Dibaba has twice appeared in London before and has improved with each performance. She made her marathon debut in London in 2014, finishing third in 2:20:35 before returning last year and coming second behind Mary Keitany in an Ethiopian record of 2:17:56, putting her third on the world all-time list behind Paula Radcliffe and Keitany.
She returned to the track last summer to win a silver medal in the 10,000m at the IAAF World Championships London 2017 before picking up her first marathon win at the Chicago Marathon in October (2:18:31).
That victory put her joint top of the Abbott World Marathon Majors (AWMM) Series XI leaderboard which started with last year’s Virgin Money London Marathon and concludes after this year’s race, counting the results of the World Championship marathon plus the marathons in Berlin, Chicago, New York, Tokyo and Boston in between. A win for Dibaba in London this year will ensure she would secure the AWMM Series XI title.

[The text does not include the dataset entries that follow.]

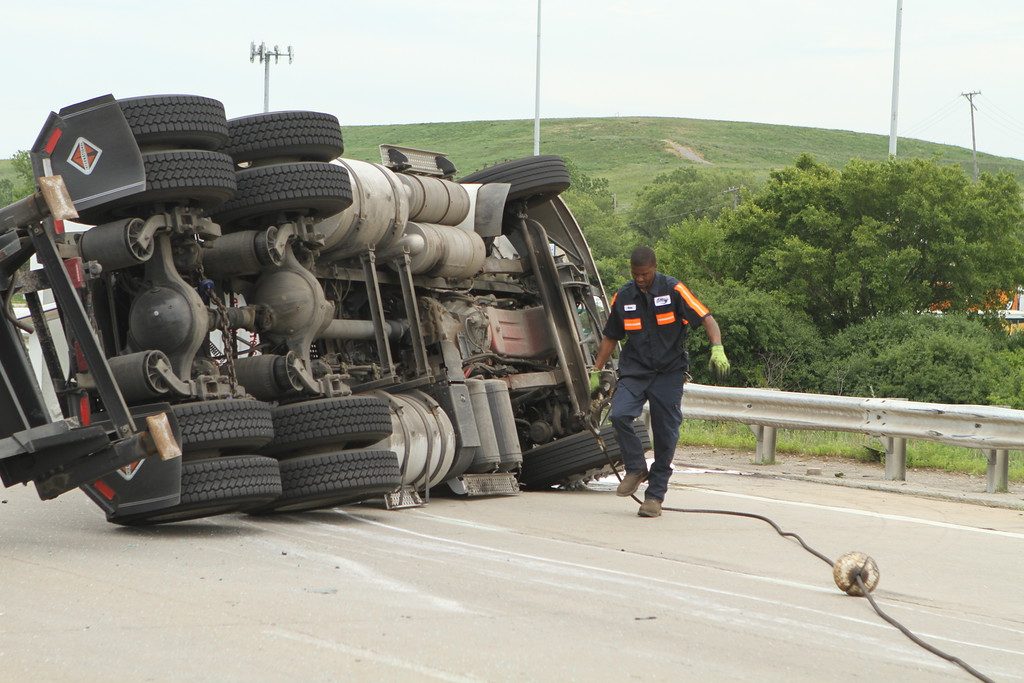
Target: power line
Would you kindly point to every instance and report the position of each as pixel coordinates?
(974, 141)
(937, 115)
(1007, 119)
(1017, 132)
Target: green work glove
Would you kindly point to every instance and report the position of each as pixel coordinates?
(603, 380)
(719, 365)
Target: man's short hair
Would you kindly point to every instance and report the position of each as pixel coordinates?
(643, 256)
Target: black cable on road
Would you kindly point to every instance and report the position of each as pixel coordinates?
(864, 591)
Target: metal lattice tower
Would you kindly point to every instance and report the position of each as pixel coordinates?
(264, 53)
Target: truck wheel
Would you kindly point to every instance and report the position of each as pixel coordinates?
(285, 135)
(194, 177)
(536, 179)
(557, 462)
(176, 121)
(215, 486)
(352, 421)
(227, 424)
(307, 188)
(334, 478)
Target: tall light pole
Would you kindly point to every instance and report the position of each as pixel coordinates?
(974, 141)
(537, 111)
(264, 54)
(892, 123)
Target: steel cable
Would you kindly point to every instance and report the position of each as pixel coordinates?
(824, 558)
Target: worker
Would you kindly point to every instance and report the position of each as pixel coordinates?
(654, 312)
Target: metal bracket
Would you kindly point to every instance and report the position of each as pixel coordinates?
(403, 498)
(498, 483)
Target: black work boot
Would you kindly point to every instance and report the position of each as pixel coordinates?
(651, 507)
(630, 483)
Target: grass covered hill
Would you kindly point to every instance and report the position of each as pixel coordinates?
(631, 151)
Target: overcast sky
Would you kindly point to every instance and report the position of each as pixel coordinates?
(825, 63)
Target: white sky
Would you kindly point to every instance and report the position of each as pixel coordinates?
(825, 63)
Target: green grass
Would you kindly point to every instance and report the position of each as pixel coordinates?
(631, 151)
(843, 444)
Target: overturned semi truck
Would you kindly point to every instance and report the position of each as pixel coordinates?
(306, 330)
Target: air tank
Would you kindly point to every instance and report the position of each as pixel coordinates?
(376, 218)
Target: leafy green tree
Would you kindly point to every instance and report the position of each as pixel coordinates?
(685, 194)
(769, 343)
(936, 358)
(879, 238)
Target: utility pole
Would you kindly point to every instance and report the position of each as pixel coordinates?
(264, 54)
(895, 109)
(974, 141)
(735, 196)
(537, 111)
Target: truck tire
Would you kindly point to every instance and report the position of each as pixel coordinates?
(214, 486)
(334, 478)
(194, 177)
(535, 179)
(285, 135)
(229, 424)
(557, 462)
(352, 421)
(176, 121)
(310, 188)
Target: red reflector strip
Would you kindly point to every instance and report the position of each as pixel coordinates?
(84, 411)
(666, 318)
(75, 271)
(103, 489)
(51, 141)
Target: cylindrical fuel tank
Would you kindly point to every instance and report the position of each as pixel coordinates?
(434, 200)
(422, 436)
(118, 245)
(462, 253)
(426, 248)
(487, 457)
(376, 218)
(504, 421)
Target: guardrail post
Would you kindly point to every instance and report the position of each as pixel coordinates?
(895, 458)
(998, 470)
(765, 453)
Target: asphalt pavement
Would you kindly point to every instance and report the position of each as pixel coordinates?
(558, 586)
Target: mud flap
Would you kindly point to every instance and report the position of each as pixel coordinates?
(142, 485)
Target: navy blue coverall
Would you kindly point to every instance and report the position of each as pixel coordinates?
(651, 368)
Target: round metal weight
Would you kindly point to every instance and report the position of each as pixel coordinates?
(847, 568)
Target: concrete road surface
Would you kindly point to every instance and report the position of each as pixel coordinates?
(547, 586)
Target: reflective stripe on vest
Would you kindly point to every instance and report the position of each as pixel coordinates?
(691, 300)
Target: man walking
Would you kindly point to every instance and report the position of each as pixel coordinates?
(655, 312)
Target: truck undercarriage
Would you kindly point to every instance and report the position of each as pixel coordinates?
(311, 330)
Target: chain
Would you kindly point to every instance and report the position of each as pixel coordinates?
(227, 335)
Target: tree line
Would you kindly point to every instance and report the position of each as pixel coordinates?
(879, 279)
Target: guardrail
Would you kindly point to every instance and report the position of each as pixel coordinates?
(992, 430)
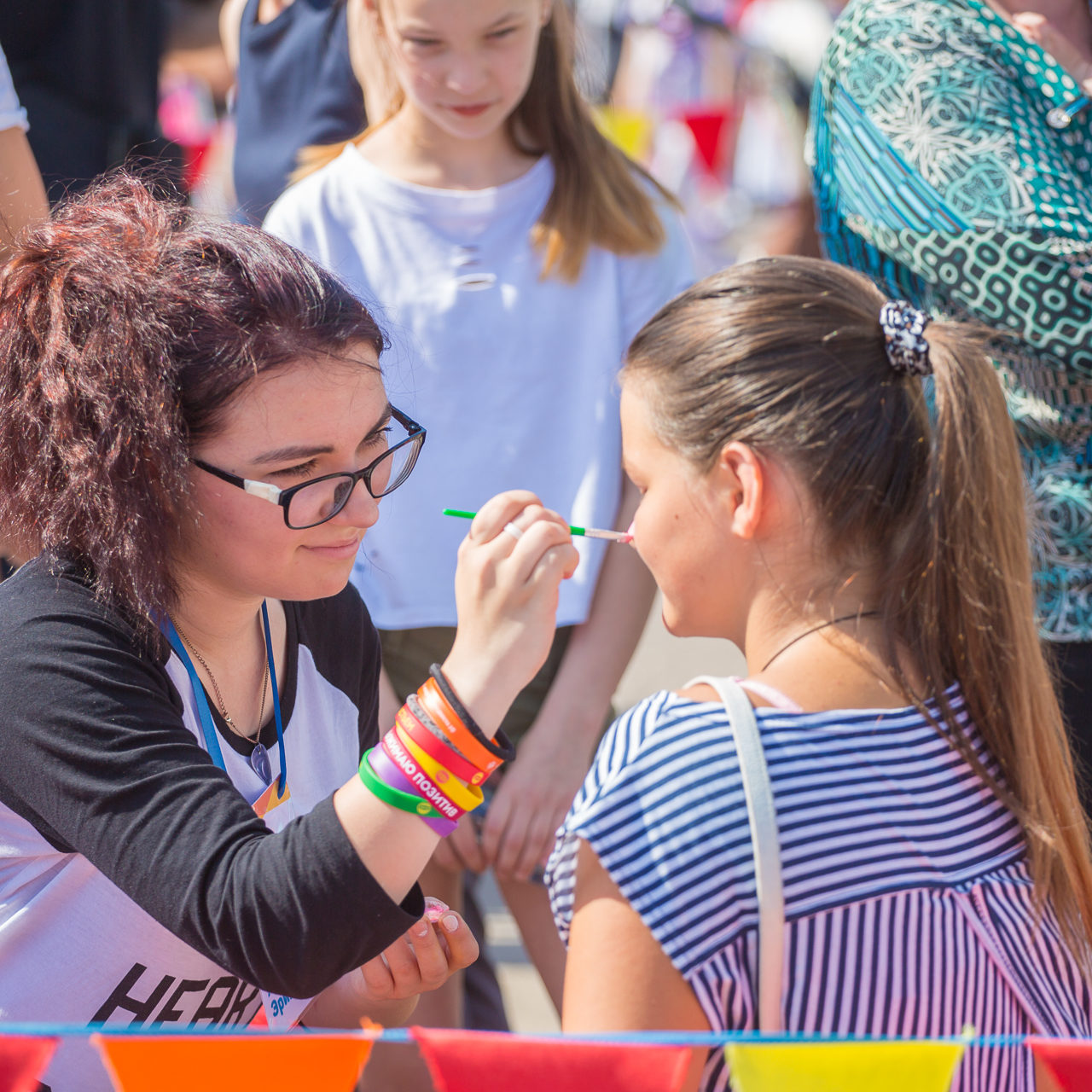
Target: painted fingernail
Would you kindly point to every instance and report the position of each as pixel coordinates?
(435, 908)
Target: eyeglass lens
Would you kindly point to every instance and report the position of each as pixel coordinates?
(320, 500)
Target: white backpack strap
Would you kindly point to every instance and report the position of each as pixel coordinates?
(763, 817)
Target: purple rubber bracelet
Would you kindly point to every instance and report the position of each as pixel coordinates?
(390, 773)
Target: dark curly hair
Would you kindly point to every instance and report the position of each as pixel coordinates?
(128, 323)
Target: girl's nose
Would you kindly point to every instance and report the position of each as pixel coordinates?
(361, 510)
(467, 74)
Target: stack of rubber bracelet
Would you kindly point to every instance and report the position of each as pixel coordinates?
(435, 759)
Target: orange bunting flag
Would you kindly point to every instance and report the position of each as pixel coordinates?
(470, 1061)
(1061, 1065)
(23, 1060)
(229, 1063)
(708, 128)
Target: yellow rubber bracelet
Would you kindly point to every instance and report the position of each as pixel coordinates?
(462, 795)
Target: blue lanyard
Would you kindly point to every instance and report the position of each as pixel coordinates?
(207, 726)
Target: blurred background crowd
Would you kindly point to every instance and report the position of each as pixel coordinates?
(711, 96)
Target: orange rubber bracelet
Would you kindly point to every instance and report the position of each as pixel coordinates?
(440, 749)
(462, 738)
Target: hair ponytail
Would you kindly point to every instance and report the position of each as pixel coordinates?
(601, 197)
(971, 616)
(787, 355)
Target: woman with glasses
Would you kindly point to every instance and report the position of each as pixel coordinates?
(195, 436)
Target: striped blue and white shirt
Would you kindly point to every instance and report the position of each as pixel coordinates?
(909, 904)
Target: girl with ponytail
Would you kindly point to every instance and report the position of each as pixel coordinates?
(515, 253)
(868, 552)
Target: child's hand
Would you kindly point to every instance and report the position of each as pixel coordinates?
(510, 566)
(386, 987)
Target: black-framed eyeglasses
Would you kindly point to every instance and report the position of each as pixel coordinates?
(312, 502)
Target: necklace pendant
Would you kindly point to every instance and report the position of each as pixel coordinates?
(260, 763)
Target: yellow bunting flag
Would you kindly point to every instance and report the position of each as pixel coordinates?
(629, 130)
(229, 1063)
(843, 1067)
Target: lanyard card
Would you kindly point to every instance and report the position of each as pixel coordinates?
(283, 1013)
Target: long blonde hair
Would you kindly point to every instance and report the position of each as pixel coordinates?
(787, 354)
(601, 198)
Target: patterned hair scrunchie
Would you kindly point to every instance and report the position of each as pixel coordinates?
(903, 328)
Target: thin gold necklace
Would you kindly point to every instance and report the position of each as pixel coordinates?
(219, 697)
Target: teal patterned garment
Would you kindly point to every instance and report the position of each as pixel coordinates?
(936, 172)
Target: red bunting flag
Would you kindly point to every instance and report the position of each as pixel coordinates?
(708, 128)
(229, 1063)
(1061, 1065)
(470, 1061)
(23, 1060)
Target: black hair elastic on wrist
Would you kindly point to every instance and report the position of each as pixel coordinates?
(502, 746)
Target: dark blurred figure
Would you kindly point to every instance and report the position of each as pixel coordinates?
(86, 71)
(293, 88)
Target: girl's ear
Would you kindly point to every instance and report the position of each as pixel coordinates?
(744, 479)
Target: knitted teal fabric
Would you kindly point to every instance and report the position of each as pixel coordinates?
(937, 174)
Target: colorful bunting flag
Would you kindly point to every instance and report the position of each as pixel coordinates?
(470, 1061)
(708, 128)
(23, 1060)
(1061, 1065)
(629, 130)
(843, 1067)
(229, 1063)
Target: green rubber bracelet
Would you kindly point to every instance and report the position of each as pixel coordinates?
(404, 802)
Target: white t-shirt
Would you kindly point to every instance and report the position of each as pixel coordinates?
(512, 375)
(137, 886)
(11, 113)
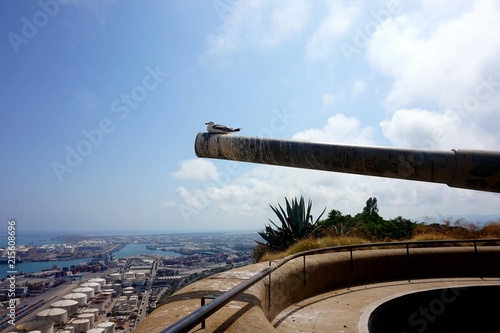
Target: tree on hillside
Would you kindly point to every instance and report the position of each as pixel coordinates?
(371, 207)
(371, 225)
(338, 223)
(296, 224)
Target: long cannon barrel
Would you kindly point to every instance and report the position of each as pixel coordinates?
(469, 169)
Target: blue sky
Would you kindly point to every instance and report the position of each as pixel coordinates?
(102, 101)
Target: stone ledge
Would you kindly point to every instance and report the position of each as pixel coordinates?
(253, 311)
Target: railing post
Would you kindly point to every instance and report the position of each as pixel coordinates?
(203, 298)
(475, 253)
(304, 269)
(352, 262)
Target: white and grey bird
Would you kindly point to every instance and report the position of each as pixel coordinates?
(214, 128)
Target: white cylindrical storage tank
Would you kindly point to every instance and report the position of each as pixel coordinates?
(139, 282)
(67, 304)
(89, 316)
(96, 330)
(57, 315)
(115, 276)
(110, 291)
(132, 301)
(79, 297)
(69, 329)
(94, 311)
(107, 294)
(100, 305)
(95, 286)
(90, 292)
(81, 325)
(109, 326)
(43, 326)
(101, 281)
(121, 300)
(127, 283)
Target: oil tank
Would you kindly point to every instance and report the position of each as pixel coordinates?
(85, 290)
(93, 285)
(56, 315)
(89, 316)
(69, 329)
(94, 311)
(44, 326)
(80, 325)
(100, 305)
(79, 297)
(100, 281)
(115, 276)
(67, 304)
(96, 330)
(109, 326)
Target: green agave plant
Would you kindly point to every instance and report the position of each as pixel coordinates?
(296, 224)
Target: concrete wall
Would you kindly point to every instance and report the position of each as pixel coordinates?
(253, 310)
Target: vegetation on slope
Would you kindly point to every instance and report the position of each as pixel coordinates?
(366, 227)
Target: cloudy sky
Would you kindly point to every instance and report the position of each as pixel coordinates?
(102, 101)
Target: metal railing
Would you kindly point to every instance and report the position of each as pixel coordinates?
(198, 316)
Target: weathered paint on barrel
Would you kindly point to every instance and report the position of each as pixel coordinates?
(469, 169)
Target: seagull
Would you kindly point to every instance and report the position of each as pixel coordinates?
(220, 129)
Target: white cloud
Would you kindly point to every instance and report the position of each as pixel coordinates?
(197, 169)
(339, 129)
(358, 87)
(436, 61)
(329, 99)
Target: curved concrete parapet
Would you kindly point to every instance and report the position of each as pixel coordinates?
(256, 308)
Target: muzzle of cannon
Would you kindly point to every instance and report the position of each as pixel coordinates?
(468, 169)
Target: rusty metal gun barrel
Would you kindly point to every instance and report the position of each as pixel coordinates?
(469, 169)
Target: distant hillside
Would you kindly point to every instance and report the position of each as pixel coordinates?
(471, 218)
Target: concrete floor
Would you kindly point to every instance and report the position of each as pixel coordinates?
(347, 310)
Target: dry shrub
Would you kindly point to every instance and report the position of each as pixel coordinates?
(430, 236)
(491, 230)
(311, 244)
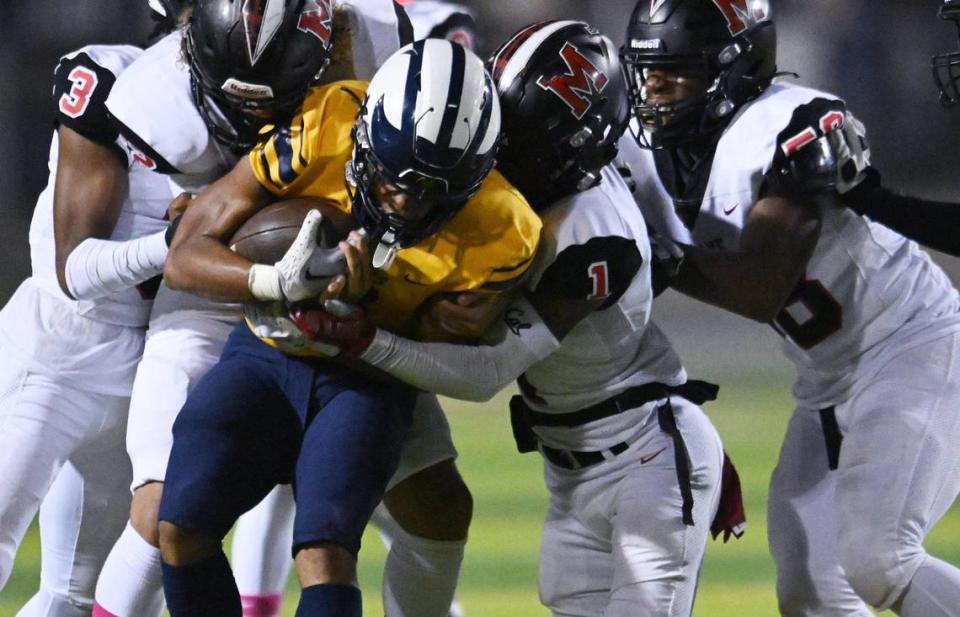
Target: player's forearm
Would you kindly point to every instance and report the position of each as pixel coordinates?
(204, 266)
(753, 285)
(932, 223)
(97, 268)
(472, 373)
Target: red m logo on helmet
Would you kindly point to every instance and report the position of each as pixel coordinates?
(736, 13)
(317, 20)
(575, 87)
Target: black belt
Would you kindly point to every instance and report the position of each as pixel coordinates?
(574, 459)
(697, 392)
(832, 436)
(668, 424)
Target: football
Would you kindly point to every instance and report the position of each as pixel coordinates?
(266, 236)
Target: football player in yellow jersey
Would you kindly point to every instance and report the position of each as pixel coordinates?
(418, 183)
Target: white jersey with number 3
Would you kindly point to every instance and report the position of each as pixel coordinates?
(154, 105)
(94, 344)
(867, 293)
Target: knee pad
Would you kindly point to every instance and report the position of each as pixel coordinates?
(878, 569)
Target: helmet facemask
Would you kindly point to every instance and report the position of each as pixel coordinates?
(946, 66)
(675, 122)
(253, 62)
(734, 61)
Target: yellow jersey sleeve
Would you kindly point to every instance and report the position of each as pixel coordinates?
(488, 246)
(307, 156)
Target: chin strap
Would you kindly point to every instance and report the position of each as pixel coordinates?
(386, 251)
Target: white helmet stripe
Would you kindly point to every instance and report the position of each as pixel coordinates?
(260, 29)
(520, 57)
(434, 85)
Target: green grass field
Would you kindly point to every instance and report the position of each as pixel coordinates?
(499, 575)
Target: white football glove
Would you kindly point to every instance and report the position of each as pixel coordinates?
(270, 322)
(304, 271)
(664, 249)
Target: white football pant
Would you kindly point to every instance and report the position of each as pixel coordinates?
(52, 431)
(851, 537)
(614, 542)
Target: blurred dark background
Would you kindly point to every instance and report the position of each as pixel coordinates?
(874, 53)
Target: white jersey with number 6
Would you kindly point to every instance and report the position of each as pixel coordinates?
(867, 293)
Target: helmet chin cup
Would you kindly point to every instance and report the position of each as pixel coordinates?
(588, 180)
(721, 108)
(581, 137)
(386, 251)
(728, 54)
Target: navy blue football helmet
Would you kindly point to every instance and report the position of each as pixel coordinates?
(429, 126)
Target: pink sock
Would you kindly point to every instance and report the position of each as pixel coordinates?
(257, 606)
(99, 611)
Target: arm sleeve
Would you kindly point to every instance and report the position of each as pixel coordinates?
(473, 373)
(97, 268)
(80, 90)
(934, 224)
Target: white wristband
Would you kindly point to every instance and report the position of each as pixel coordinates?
(264, 282)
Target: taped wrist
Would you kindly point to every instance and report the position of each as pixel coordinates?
(98, 268)
(466, 372)
(264, 282)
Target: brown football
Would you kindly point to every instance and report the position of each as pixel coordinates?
(266, 236)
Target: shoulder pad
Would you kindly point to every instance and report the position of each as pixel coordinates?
(153, 108)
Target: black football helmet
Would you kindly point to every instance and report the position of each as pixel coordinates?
(946, 66)
(564, 105)
(730, 44)
(252, 61)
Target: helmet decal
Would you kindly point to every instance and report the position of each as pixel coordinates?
(736, 13)
(576, 86)
(655, 6)
(505, 53)
(261, 21)
(317, 20)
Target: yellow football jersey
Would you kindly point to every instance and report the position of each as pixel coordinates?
(488, 245)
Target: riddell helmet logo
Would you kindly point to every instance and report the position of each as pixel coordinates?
(243, 89)
(261, 22)
(317, 20)
(576, 86)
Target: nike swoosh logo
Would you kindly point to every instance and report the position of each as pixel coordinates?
(310, 276)
(646, 459)
(407, 278)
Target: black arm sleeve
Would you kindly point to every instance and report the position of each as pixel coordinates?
(934, 224)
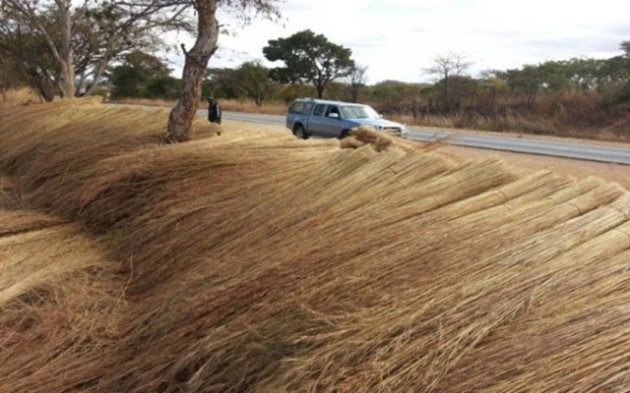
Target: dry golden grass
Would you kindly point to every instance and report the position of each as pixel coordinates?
(256, 262)
(12, 98)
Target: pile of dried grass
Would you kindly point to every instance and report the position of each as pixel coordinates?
(263, 263)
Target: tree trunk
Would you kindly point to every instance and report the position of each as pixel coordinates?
(67, 57)
(180, 120)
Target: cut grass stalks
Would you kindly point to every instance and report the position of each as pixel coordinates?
(264, 263)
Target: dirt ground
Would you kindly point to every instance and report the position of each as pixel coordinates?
(521, 162)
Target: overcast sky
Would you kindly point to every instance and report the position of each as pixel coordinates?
(397, 39)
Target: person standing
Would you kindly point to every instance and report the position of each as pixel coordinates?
(214, 111)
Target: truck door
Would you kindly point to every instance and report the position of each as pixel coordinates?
(316, 123)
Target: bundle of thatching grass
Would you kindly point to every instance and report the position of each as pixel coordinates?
(257, 262)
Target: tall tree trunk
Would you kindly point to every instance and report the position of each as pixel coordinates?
(180, 120)
(66, 60)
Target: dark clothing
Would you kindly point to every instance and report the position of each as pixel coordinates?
(214, 111)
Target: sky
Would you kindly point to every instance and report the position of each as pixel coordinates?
(399, 39)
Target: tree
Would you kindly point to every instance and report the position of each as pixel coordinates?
(82, 38)
(449, 67)
(309, 57)
(60, 49)
(140, 75)
(253, 79)
(180, 119)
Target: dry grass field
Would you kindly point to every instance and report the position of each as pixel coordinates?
(249, 261)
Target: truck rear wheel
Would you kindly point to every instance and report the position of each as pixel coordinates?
(299, 131)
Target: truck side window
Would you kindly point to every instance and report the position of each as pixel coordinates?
(319, 110)
(297, 107)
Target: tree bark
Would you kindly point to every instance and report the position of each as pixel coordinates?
(180, 120)
(66, 59)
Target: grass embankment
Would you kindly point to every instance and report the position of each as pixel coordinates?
(571, 117)
(257, 262)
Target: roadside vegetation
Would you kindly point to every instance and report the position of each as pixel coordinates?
(111, 48)
(256, 262)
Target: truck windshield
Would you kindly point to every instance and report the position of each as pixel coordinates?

Dibaba will face world champion Rose Chelimo. The Bahraini athlete won the world title in London last year, four months after finishing second in Boston in a PB of 2:22:51.
Defending champion Daniel Wanjiru, fellow Kenyan Stanley Biwott and Ethiopia’s Guye Adola are the latest names announced in the elite men’s race.
Wanjiru was a surprising winner last year, clocking 2:05:48 to hold off Kenenisa Bekele. The 25-year-old, who set his PB of 2:05:21 when winning the 2016 Amsterdam Marathon, went on to finish eighth at the World Championships last year.
Biwott, the 2015 New York City Marathon champion, pushed his compatriot Eliud Kipchoge to within eight seconds of the world record at the 2016 London Marathon as the pair battled it out over the second half of the course.
The 31-year-old finished second to Kipchoge on that day in 2:03:51, making him the sixth fastest marathon runner in history. It was the second time Biwott finished runner-up at the London Marathon after trailing only Wilson Kipsang in 2014.
Adola is another man who has pushed Kipchoge to the limit. The 27-year-old looked on course for a shock win at last year’s Berlin Marathon before Kipchoge recovered to win in the final miles. Adola’s time of 2:03:46 was the fastest debut marathon ever.
Organisers of the London Marathon have also announced several British additions to the fields.
Charlotte Purdue, who was the first British woman home in 13th place in the marathon at the 2017 World Championships, returns for the third successive year. Purdue has run the past two London Marathons, finishing 16th in 2016 in 2:32:48 and 15th last year in a PB of 2:29:23.
She will be joined on the start line by Lily Partridge, who will be making her London Marathon debut. Partridge, who has represented Great Britain on the road, track and cross country, made her marathon debut in Seville last year, finishing in a time of 2:32:10.
World Championships representative Tracey Barlow, 2016 Cape Town Marathon winner Tish Jones and debutante Rebecca Murray are also in the field.
Jonny Mellor, who set a PB of 2:12:57 at the Berlin Marathon last September, will compete in the elite men’s race alongside Olympian Tsegai Tewelde and Aaron Scott.